Closed PayneTrain closed 11 years ago

PayneTrain commented 11 years ago

*Will a 24V switch slower than a 12V powered motor via PWM

hmartiro commented 11 years ago

Maybe show him the regenerative motor controller and see if he thinks we'll be able to control motor position/speed from the Arduino?

http://www.basicmicro.com/RoboClaw-2x5A_p_47.html

PayneTrain commented 11 years ago

Off the top of his head he thought the lower current would switch faster because the two drivers of delay are the RC time current and the motor which acts as a big inductor. Since the RC times should be fixed, the Back EMF over the inductor is governed by V = L * dI/dt, thus if we have a smaller delta current then not as large of a back emf will build up, thus the change in motor state (from on to off for PWM) will not be as slow

PayneTrain commented 11 years ago

@hmartiro Sure I'll show him that in our next meeting, it looks like from ready the spec sheet on that controller that the Arduino would just give the motor controller a speed and the controller would use a PID routine to attain and maintain that speeed

hmartiro commented 11 years ago

What about position though? We need position control as well as speed

hmartiro commented 11 years ago

I think this is currently the biggest outstanding issue with our design/parts planning, so we should get this sorted out. We need to figure out how we can control the position of these motors.
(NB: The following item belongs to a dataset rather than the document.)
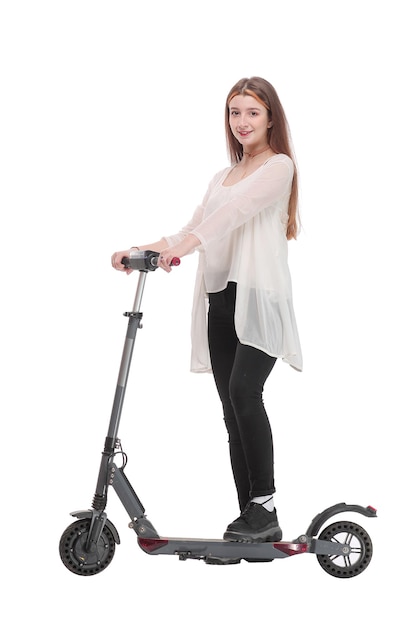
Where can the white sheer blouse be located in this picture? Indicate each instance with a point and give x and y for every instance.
(242, 229)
@PayneTrain can you look into this when you get back, ask your ELE people maybe? We could try to control position by feeding the motor controller a speed and doing our own control inside the Arduino, but this seems like a bad idea. I would just like to feed a motor controller the desired speed and position and let it sort shit out, like what Hal said to do.

PayneTrain commented 11 years ago

K ill check this out Tue On Oct 14, 2012 4:25 PM, "Hayk Martirosyan" notifications@github.com wrote:

I think this is currently the biggest outstanding issue with our design/parts planning, so we should get this sorted out. We need to figure out how we can control the position of these motors.

@PayneTrain https://github.com/PayneTrain can you look into this when you get back, ask your ELE people maybe? We could try to control position by feeding the motor controller a speed and doing our own control inside the Arduino, but this seems like a bad idea. I would just like to feed a motor controller the desired speed and position and let it sort shit out, like what Hal said to do.

— Reply to this email directly or view it on GitHubhttps://github.com/hmartiro/project-thesis/issues/11#issuecomment-9426473.

hmartiro commented 11 years ago

More information about the 36/2 module controller from Maxon:

http://www.maxonmotorusa.com/medias/sys_master/8803613147166/360665_Hardware_Reference_En.pdf http://www.maxonmotorusa.com/medias/sys_master/8803612786718/EPOS2_Firmware_Specification_En.pdf http://www.maxonmotorusa.com/medias/sys_master/8803612819486/EPOS2_Communication_Guide_En.pdf

This thing comes with a software suite of its own for a computer and communicates with the board using an RS232 or USB 2.0 or CAN protocol. Could we communicate with it from the Arduino without needing the software suite, or would it be too complicated?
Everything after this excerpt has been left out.